Porque se insiste tanto em África? Simples. Porque a melhor forma de desenvolver a solidariedade com os países africanos, é fazer roncar os motores por aquelas aldeias pobres e por terras tão rústicas, derramando milhares de litros de combustível, entre os olhos esbugalhados de meia dúzia de tuareges, convidados à publicidade do ocidente europeu.
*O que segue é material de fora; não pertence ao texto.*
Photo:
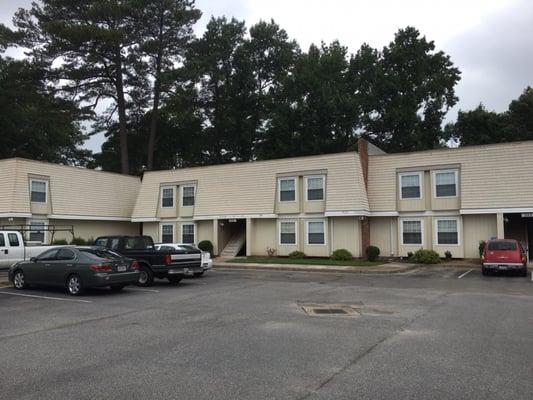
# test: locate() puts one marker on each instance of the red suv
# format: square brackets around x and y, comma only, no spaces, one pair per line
[504,255]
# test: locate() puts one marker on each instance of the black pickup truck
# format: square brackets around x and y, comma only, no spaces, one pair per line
[170,264]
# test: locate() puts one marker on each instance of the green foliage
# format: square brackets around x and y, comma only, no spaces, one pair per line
[423,256]
[372,253]
[78,241]
[206,245]
[341,255]
[296,255]
[481,247]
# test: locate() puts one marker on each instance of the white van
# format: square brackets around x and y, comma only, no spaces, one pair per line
[13,249]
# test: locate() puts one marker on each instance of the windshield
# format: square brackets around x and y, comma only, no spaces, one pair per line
[502,245]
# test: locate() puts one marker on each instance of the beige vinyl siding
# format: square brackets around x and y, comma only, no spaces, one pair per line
[72,191]
[93,229]
[384,234]
[263,236]
[251,188]
[489,175]
[346,234]
[476,228]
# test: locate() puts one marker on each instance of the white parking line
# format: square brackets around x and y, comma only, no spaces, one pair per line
[144,290]
[465,274]
[45,297]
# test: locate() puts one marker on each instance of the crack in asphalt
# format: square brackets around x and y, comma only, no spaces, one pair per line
[360,356]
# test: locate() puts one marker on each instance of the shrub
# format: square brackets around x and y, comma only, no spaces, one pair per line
[481,247]
[206,245]
[77,241]
[341,255]
[426,257]
[296,255]
[271,251]
[372,253]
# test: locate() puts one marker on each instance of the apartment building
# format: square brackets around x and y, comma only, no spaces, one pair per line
[445,199]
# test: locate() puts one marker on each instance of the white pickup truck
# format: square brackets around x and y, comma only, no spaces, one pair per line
[13,249]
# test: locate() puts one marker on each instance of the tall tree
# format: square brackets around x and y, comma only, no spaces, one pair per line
[94,40]
[412,89]
[34,123]
[165,29]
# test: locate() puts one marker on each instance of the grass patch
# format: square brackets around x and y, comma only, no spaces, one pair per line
[305,261]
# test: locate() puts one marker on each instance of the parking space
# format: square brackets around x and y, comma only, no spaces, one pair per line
[250,335]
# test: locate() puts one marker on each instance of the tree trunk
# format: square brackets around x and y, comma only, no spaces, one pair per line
[123,126]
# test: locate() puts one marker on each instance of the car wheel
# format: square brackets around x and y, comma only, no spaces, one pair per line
[74,286]
[174,280]
[19,280]
[146,277]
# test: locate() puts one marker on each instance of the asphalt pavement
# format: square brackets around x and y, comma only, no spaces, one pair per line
[440,333]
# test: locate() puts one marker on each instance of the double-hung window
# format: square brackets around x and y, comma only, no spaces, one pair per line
[187,233]
[38,189]
[412,232]
[411,185]
[37,231]
[315,187]
[287,189]
[287,232]
[447,232]
[167,233]
[316,232]
[187,196]
[445,183]
[167,197]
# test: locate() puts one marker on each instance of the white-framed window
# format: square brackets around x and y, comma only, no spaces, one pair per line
[187,195]
[412,232]
[447,231]
[37,231]
[287,233]
[167,196]
[410,185]
[188,234]
[167,233]
[38,191]
[314,188]
[445,183]
[316,232]
[287,189]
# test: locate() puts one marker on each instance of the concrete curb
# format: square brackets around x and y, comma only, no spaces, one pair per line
[378,270]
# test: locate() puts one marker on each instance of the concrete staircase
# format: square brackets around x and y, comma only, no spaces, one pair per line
[234,245]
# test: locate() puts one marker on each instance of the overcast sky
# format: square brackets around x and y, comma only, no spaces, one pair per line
[490,41]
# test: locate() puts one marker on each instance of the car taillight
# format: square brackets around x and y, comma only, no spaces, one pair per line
[101,268]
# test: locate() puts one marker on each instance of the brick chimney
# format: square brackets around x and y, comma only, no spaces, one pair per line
[362,149]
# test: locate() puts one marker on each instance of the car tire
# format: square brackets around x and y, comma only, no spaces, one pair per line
[174,280]
[19,280]
[74,286]
[146,277]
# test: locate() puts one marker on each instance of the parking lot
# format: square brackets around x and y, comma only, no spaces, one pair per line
[432,333]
Lembram-se de Rommel, o marechal nazi dos panzers alemães? À sua maneira, ele também queria pacificar aquelas terras. Se muitos países europeus colonizaram África, porque não voltar lá a toda a hora, mostrando a habitual sobranceria europeia dum rali cor-de-rosa. É que, na verdade, eu nunca percebi para que é que aquilo serve. Que raio de desporto é aquele? Talvez o leitor me possa elucidar e explicar que a estética está no romantismo das casas de adobe e das palmeiras verdejantes. Ou que a ética está no consumo do petróleo e nos inolvidáveis percursos nas dunas gigantes. Como se sabe, a comitiva do Dakar estabelece imensos laços de afecto e grandiosos momentos de convívio fraterno entre os povos, sobretudo com as crianças.
Coloquemo-nos, então, do lado de lá. Do lado daqueles imigrantes marroquinos, ansiosos por experimentar esse paraíso terreal do ocidente, que a publicidade do Dakar vende nos media globalizados. Sim, esses, por exemplo aqueles que navegaram à bolina no “cayuco” de 25 cavalos e aportaram ali na Ilha da Culatra, estão, hoje, quase todos nas choldras de Casablanca, entre criminosos comuns. E que conste, eles talvez viessem apenas ver a partida do rali Lisboa-Dakar, em Portimão. Mas se o Dakar teve honras de noticiário a toda a hora, os imigrantes marroquinos viajaram com toda a discrição, a pedido do seu governo e com a mãozinha do nosso.
Enfim, acho que, por agora, nos deveríamos contentar com umas fotos registadas ali no Terreiro do Paço, junto de um monte de areia e de um camelo trazidos de Alcochete. E, se possível, com os pés numa bacia de água morna. E se um banco, uma seguradora, ou uma operadora telefónica nos pagasse, seria a cereja em cima do bolo.